Kudos to bring original radio shows to Spotify

By | Published on Thursday 13 May 2010

Independent music distributor Kudos Records is setting up a new digital platform that will utilise Spotify to enable bedroom presenters to legally webcast their own online radio shows with music without having to worry about PRS and label licences. 

Basically, Kudos will distribute spoken word links on behalf of said presenters in the same way they distribute music tracks, making them available to the Spotify catalogue. Utilising Kudos’ proprietary Playdio system, presenters can then set up playlists that include all the spoken word links that belong on one ‘show’ and the music that is meant to be heard each link. Listeners set the playlist in motion and hear it as if it was a radio show.
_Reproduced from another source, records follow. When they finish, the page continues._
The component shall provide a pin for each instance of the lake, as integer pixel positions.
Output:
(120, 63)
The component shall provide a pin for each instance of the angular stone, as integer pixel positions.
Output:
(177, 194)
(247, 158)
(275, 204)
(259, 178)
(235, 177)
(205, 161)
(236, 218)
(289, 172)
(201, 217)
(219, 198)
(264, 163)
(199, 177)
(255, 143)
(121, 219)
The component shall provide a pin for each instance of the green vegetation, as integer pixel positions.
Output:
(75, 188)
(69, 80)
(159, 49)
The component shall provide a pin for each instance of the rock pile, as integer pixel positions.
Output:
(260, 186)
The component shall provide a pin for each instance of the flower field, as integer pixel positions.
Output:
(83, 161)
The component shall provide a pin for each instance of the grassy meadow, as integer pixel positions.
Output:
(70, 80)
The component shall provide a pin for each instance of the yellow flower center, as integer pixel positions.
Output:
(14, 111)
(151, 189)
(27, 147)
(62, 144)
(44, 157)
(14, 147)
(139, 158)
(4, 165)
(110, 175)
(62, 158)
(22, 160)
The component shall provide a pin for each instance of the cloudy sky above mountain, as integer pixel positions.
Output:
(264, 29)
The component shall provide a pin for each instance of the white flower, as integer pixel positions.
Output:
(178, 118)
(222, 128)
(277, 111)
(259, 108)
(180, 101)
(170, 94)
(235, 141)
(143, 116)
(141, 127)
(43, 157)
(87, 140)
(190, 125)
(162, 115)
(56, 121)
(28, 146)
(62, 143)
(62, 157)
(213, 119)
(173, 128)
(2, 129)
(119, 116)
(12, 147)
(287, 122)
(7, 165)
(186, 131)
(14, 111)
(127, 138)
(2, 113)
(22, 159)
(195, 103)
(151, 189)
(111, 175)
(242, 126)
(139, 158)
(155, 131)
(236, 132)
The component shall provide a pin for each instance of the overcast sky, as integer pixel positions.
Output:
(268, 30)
Which is simple but clever, don’t you think?

And because the presenters links will be distributed via Spotify in the same way as music tracks, the presenters will be due the same albeit nominal royalty that an independently distributed artist gets whenever their content is streamed.

There are, of course, weaknesses with the proposed Playdio system. 

If listeners access a ‘show’ using the free version of Spotify random ads will appear, and while ads on radio shows aren’t out of place per se, it will seem odd if the DJ says “now some Jedward” and then an ad kicks in. The ad might be a blessed release in that example, but in normal circumstances Spotify’s ads might prove to be even more irritating than normal if they break what should be a seamless link. 

Plus even where ads aren’t a factor, there are likely to be moments of silence as spoken word tracks make way for music tracks make way for spoken word tracks. And it’s not clear how quickly new programmes could be entered into the Spotify system going through the traditional distribution route. 

Still, if Spotify could be persuaded to create some way by which a playlist maker could control where ads appear, and if the Spotify player ever gets the sort of cross-fade function available in iTunes, and if they would fast track such spoken word content, all those problems might be overcome. 

And, even with those slight issues, the whole Playdio thing is definitely interesting. Former and current BBC presenters Phill Jupitus, Peter Curran and Mark Webster obviously think so, because they’ll be among the first to make Playdio shows. 

Kudos Records MD Danny Ryan told CMU: “We are always keen to work with service providers to find new and interesting ways to reach the consumer. Adding value to legal services is the key way our industry can successfully compete with file sharing and torrents”.

In other Spotify news, the streaming music service yesterday updated its iPhone app to incorporate some of the social networking functionality recently added to the main PC-based player. The iPhone app only works, of course, for premium users of the streaming music service.